ESTHER MENELL'S BLOG

Month: July 2019

POOR BORIS . . .

It was perhaps unfortunate for Boris that when I read a long and sympathetic account of his childhood unhappiness (his mother had a long breakdown, probably caused by his father’s infidelities) I had just returned from the Jankel Adler exhibition at the Ben Uri Gallery, which specialises in the art of the dispossessed.

Here I learnt that Adler and his friend, Josef Herman – while refugees in this country – heard that their entire families had been murdered.   But this did not turn either one of them into the kind of greedy, lying, irresponsible buffoon that Boris has become.  On the contrary, after Adler had nursed his friend through a breakdown, they both produced remarkable work and were soon to have families of their own.

But they did not forget.   Josef kept this painting – given to him by Adler – in his living room, for the rest of his life.

Orphans 1941, Jankel Adler

That tragic episode in his mother’s life does not excuse Boris.  Nor does it appear to have jinxed the lives of his siblings who, presumably, comforted each other during her absence.

No more did being turned down by a prestigious art school excuse – or account for – another leader’s murderous rage.   What these two inadequate men ‘suffered’ is no more than a pin prick when set against the suffering one of them inflicted on millions, and the hurt and confusion the other has already left in his wake.

No one, surely, gets through childhood without some painful setback: ranging from having to flee one’s country of birth, to never being picked for the first eleven.  But it seems we are wired to survive, and time brings with it a mix of forgiveness and forgetfulness.

What makes the Trumps and Johnsons of this world different from the rest of us is their abandonment of the principles – the common humanity – which stop most people from putting their own desires above those of everyone else.  These two exemplars of the school bully, these two monsters of self-gratification have, somewhere along the line, and of their own volition, lost touch with ‘the court of conscience’.*

Let’s hope that Boris, with his backpack of classical allusions, has also read  Shakespeare, and remembers that the evil that men do lives after them.

 

* ‘There is a higher court than courts of justice, and that is the court of conscience.’  Mahatma Ghandi

 

OF TREE BOOKS, TREES AND THE PERILS OF PROLIFERATION

It was while combing the internet for opinions of a particular translation that I came across the term Tree Book for the first time.   Here was a reader who had greatly enjoyed one of the monuments of Russian literature, but regretted it was not yet available in electronic form.  He had been obliged to read it as a Tree Book.

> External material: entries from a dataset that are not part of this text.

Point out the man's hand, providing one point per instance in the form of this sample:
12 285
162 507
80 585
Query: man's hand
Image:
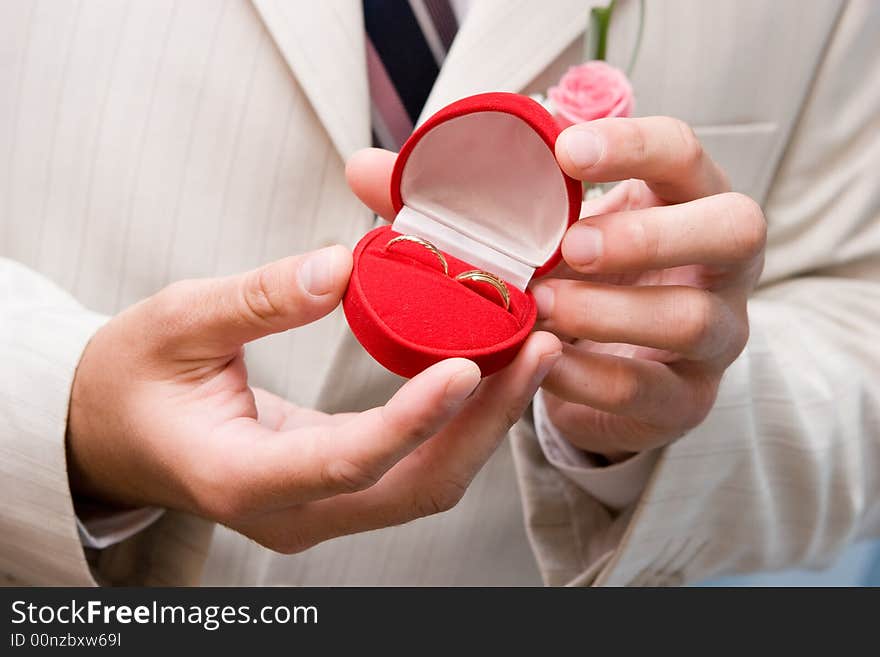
161 414
651 300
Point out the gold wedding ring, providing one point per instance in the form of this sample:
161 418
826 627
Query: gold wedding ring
481 276
425 243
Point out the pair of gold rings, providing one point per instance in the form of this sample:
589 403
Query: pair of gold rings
475 275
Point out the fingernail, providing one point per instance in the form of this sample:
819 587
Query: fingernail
317 274
584 146
544 366
544 298
462 384
582 245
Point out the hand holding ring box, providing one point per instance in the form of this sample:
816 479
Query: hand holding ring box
480 182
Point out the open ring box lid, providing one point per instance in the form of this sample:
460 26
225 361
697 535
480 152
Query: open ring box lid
480 181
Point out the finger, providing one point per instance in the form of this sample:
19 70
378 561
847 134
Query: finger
278 414
725 230
601 432
368 172
277 470
643 390
694 323
210 317
430 480
662 151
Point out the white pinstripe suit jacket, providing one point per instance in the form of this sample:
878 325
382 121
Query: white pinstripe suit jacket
146 141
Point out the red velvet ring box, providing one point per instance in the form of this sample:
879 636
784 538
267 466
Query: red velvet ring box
480 181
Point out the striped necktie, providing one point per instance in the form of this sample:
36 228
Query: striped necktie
407 41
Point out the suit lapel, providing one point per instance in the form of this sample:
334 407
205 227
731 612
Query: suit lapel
323 43
503 44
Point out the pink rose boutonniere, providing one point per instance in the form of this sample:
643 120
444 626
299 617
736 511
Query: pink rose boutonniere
593 90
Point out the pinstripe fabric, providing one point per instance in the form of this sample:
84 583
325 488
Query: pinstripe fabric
145 141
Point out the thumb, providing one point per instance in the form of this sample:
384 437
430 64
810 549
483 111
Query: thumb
212 317
368 173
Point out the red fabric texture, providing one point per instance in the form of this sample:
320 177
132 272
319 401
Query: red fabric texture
409 315
402 308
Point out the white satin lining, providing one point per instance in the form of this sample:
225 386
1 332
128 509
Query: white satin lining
485 188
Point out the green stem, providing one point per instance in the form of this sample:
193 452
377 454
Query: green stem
638 46
596 37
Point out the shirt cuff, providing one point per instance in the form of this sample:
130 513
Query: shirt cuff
616 486
100 528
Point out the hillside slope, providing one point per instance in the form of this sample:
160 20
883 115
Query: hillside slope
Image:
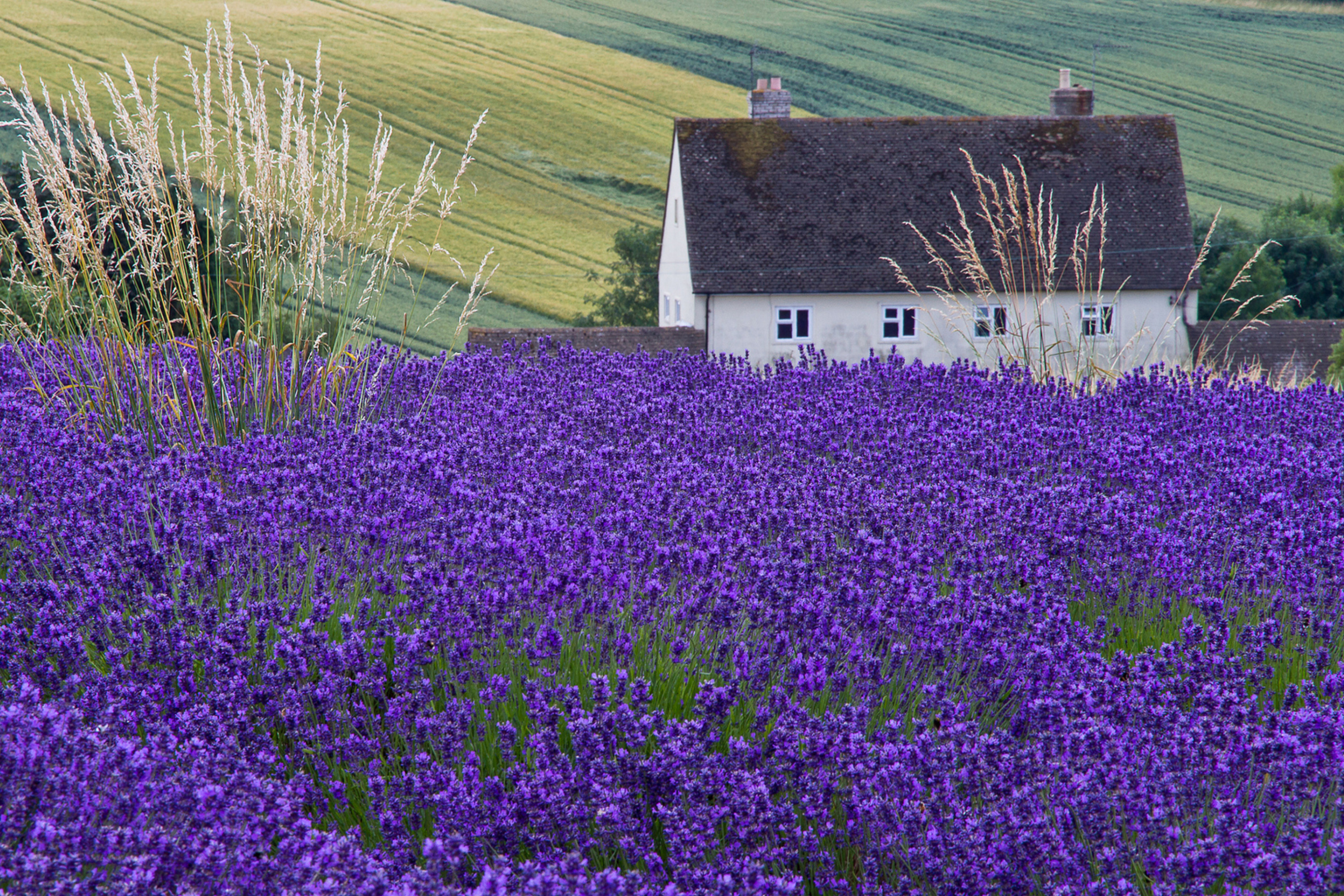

Well, it didn’t take too long, for I had just been immersed in an article about trees – the beautiful but monstrously invasive Bradford Pear – to work out what a Tree Book was, and I shuddered at the memory of the occasion when I had almost joined the electronic ranks myself.

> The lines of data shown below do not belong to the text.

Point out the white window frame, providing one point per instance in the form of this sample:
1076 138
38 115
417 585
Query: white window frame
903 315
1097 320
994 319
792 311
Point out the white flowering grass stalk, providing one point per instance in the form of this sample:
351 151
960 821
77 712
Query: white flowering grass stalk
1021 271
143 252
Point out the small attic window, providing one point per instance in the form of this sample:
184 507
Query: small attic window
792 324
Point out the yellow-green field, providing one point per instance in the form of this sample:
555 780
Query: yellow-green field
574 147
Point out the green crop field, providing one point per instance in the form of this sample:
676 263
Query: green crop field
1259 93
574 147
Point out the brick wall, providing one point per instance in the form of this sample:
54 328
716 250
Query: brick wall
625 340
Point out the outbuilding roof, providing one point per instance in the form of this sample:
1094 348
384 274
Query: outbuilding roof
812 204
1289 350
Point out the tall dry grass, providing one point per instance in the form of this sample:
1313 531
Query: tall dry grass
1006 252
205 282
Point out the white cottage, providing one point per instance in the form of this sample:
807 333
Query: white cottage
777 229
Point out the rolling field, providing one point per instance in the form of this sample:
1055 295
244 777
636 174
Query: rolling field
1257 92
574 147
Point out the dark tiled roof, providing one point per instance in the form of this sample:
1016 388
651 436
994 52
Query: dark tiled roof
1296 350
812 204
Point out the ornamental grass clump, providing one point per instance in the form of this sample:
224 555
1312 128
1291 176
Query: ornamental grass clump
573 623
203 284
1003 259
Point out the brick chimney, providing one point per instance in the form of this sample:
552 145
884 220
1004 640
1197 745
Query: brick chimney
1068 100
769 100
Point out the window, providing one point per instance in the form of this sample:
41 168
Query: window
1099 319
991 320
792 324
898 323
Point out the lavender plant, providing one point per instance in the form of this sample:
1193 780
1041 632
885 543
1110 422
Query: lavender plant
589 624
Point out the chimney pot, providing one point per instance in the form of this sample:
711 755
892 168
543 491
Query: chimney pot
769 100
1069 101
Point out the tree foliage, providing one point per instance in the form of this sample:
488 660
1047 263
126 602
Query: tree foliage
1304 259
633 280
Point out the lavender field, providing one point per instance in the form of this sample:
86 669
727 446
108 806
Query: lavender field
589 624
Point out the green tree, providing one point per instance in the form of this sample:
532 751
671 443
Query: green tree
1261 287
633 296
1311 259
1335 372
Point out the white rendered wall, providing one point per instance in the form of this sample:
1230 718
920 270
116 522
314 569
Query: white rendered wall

It was about a year ago that I heard an agent had expressed interest in a manuscript that one of my authors had been trying to get published for a very long time.  I was pleased for M, but not surprised when this came to nothing.

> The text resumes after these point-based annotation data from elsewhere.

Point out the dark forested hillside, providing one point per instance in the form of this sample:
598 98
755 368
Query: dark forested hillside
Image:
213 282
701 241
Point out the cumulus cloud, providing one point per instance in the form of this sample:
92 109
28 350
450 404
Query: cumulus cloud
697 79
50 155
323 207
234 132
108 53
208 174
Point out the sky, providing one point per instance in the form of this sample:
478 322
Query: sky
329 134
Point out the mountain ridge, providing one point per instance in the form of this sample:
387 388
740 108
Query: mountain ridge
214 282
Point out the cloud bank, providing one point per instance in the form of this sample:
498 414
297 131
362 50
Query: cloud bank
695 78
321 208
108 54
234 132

All was not lost, however, for the agent now offered to reissue five of M’s out-of-print titles, including my own favourite in which this irrepressible storyteller had given his fictional brothel his real-life publisher’s actual phone number . . . .

Good news but somewhat baffling, for it seemed that all re-publishing meant was posting the books on the agent’s website, alongside a dizzying number of other rescued titles. But was this really enough to attract new readers to these long-forgotten books, and wouldn’t many of this quirky writer’s original fan-base be, by now, either in their dotage or dead?

Still, what harm could come of such an operation?  The books would be available again – they might even be re-jacketed (appearance is all) – and the author would get a cut of any money that they made.

The story would have ended there had I not then sent the agent a copy of my own memoir to prospect for potential additions to his list. But he mistook my book for a submission.

I could not have predicted what came next:  first, a flattering note about how much he was enjoying it, then a phone call to establish whether it presented any problems of libel (which he would have known, if he had read it) and then, without further foreplay, a contract!

In spite of the breakneck speed, which should have served as a warning – in my day, publishers had been notoriously slow to commit themselves – my own novice publisher and I, who had never seen an e-book, were tempted to accept the offer.  Electronic publishing was a mountain we still had to scale and here was someone who would take this operation off our hands.

But we did want to know a bit more before signing a contract and suggested a meeting, at the agent’s convenience, saying that although I was very interested, I wouldn’t want to let the rights go just yet.  To which I had this reply by return:

I wish you had told me you weren’t actually looking to be published, so I wouldn’t have wasted all that time.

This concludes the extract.